Throughout purely curious exploration, the JACO arm discovers how you can decide up cubes, strikes them across the workspace and even explores whether or not they are often balanced on their edges.
Curious exploration allows OP3 to stroll upright, steadiness on one foot, sit down and even catch itself safely when leaping backwards – all with no particular goal activity to optimise for.
Intrinsic motivation [1, 2] generally is a highly effective idea to endow an agent with a mechanism to constantly discover its surroundings within the absence of activity data. One widespread strategy to implement intrinsic motivation is through curiosity studying [3, 4]. With this methodology, a predictive mannequin concerning the surroundings’s response to an agent’s actions is skilled alongside the agent’s coverage. This mannequin can be known as a world mannequin. When an motion is taken, the world mannequin makes a prediction concerning the agent’s subsequent statement. This prediction is then in comparison with the true statement made by the agent. Crucially, the reward given to the agent for taking this motion is scaled by the error it made when predicting the following statement. This fashion, the agent is rewarded for taking actions whose outcomes aren’t but nicely predictable. Concurrently, the world mannequin is up to date to raised predict the result of mentioned motion.
This mechanism has been utilized efficiently in on-policy settings, e.g. to beat 2D pc video games in an unsupervised manner  or to coach a common coverage which is well adaptable to concrete downstream duties . Nonetheless, we consider that the true energy of curiosity studying lies within the various behaviour which emerges in the course of the curious exploration course of: Because the curiosity goal modifications, so does the ensuing behaviour of the agent thereby discovering many complicated insurance policies which might be utilised afterward, in the event that they have been retained and never overwritten.
On this paper, we make two contributions to check curiosity studying and harness its emergent behaviour: First, we introduce SelMo, an off-policy realisation of a self-motivated, curiosity-based methodology for exploration. We present that utilizing SelMo, significant and various behaviour emerges solely primarily based on the optimisation of the curiosity goal in simulated manipulation and locomotion domains. Second, we suggest to increase the main focus within the software of curiosity studying in the direction of the identification and retention of rising intermediate behaviours. We help this conjecture with an experiment which reloads self-discovered behaviours as pretrained, auxiliary abilities in a hierarchical reinforcement studying setup.
We run SelMo in two simulated steady management robotic domains: On a 6-DoF JACO arm with a three-fingered gripper and on a 20-DoF humanoid robotic, the OP3. The respective platforms current difficult studying environments for object manipulation and locomotion, respectively. Whereas solely optimising for curiosity, we observe that complicated human-interpretable behaviour emerges over the course of the coaching runs. As an example, JACO learns to choose up and transfer cubes with none supervision or the OP3 learns to steadiness on a single foot or sit down safely with out falling over.

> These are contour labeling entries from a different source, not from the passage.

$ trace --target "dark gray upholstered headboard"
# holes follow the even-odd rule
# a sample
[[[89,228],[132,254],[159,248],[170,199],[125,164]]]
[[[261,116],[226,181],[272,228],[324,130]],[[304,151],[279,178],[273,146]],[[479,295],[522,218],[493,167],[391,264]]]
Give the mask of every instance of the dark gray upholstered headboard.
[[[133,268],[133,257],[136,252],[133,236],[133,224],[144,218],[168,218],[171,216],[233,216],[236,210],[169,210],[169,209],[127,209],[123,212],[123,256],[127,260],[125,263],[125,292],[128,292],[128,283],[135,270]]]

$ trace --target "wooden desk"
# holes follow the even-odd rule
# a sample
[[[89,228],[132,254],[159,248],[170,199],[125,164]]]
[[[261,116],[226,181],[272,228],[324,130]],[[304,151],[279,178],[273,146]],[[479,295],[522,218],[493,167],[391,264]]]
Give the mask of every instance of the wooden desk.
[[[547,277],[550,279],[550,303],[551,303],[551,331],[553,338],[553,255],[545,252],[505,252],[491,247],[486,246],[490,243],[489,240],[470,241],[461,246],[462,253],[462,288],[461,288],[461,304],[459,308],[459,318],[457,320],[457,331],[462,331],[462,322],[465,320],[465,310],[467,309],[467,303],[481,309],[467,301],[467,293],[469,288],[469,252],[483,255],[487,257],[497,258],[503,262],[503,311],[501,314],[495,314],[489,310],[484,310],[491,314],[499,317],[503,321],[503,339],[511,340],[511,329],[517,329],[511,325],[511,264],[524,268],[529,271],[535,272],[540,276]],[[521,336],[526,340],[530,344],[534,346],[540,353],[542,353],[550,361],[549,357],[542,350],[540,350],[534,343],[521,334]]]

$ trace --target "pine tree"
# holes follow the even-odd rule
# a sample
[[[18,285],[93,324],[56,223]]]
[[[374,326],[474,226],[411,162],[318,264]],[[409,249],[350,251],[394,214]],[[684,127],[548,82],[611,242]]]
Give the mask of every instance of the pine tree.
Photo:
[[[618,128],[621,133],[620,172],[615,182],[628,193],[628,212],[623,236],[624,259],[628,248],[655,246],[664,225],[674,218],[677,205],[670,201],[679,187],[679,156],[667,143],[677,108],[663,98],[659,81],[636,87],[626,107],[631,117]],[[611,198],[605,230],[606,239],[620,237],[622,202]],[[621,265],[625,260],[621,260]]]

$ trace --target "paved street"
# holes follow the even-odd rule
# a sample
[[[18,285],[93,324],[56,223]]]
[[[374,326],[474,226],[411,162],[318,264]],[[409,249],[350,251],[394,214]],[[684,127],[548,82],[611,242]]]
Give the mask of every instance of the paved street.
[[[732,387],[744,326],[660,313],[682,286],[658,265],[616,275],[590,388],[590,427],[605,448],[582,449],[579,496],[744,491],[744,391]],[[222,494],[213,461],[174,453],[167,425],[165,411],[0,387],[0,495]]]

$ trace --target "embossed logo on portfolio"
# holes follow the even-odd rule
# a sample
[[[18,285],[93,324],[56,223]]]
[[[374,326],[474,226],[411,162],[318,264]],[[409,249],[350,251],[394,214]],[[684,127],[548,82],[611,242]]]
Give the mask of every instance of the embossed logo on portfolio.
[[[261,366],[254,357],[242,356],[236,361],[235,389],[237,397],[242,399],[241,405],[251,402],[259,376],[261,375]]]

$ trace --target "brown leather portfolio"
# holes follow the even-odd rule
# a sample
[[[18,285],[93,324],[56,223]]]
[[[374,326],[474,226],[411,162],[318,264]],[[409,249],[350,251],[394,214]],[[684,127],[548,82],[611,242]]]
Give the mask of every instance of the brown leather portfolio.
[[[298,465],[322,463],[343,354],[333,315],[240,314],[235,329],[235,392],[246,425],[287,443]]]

Nonetheless, the spectacular behaviours noticed throughout curious exploration have one essential disadvantage: They aren’t persistent as they maintain altering with the curiosity reward operate. Because the agent retains repeating a sure behaviour, e.g. JACO lifting the purple dice, the curiosity rewards amassed by this coverage are diminishing. Consequently, this results in the educational of a modified coverage which acquires larger curiosity rewards once more, e.g. shifting the dice exterior the workspace and even attending to the opposite dice. However this new behaviour overwrites the previous one. Nonetheless, we consider that retaining the emergent behaviours from curious exploration equips the agent with a beneficial talent set to study new duties extra rapidly. With the intention to examine this conjecture, we arrange an experiment to probe the utility of the self-discovered abilities.
We deal with randomly sampled snapshots from completely different phases of the curious exploration as auxiliary abilities in a modular studying framework  and measure how rapidly a brand new goal talent might be realized through the use of these auxiliaries. Within the case of the JACO arm, we set the goal activity to be “raise the purple dice” and use 5 randomly sampled self-discovered behaviours as auxiliaries. We examine the educational of this downstream activity to an SAC-X baseline  which makes use of a curriculum of reward capabilities to reward reaching and shifting the purple dice which finally facilitates to study lifting as nicely. We discover that even this straightforward setup for skill-reuse already hurries up the educational progress of the downstream activity commensurate with a hand designed reward curriculum. The outcomes counsel that the automated identification and retention of helpful rising behaviour from curious exploration is a fruitful avenue of future investigation in unsupervised reinforcement studying.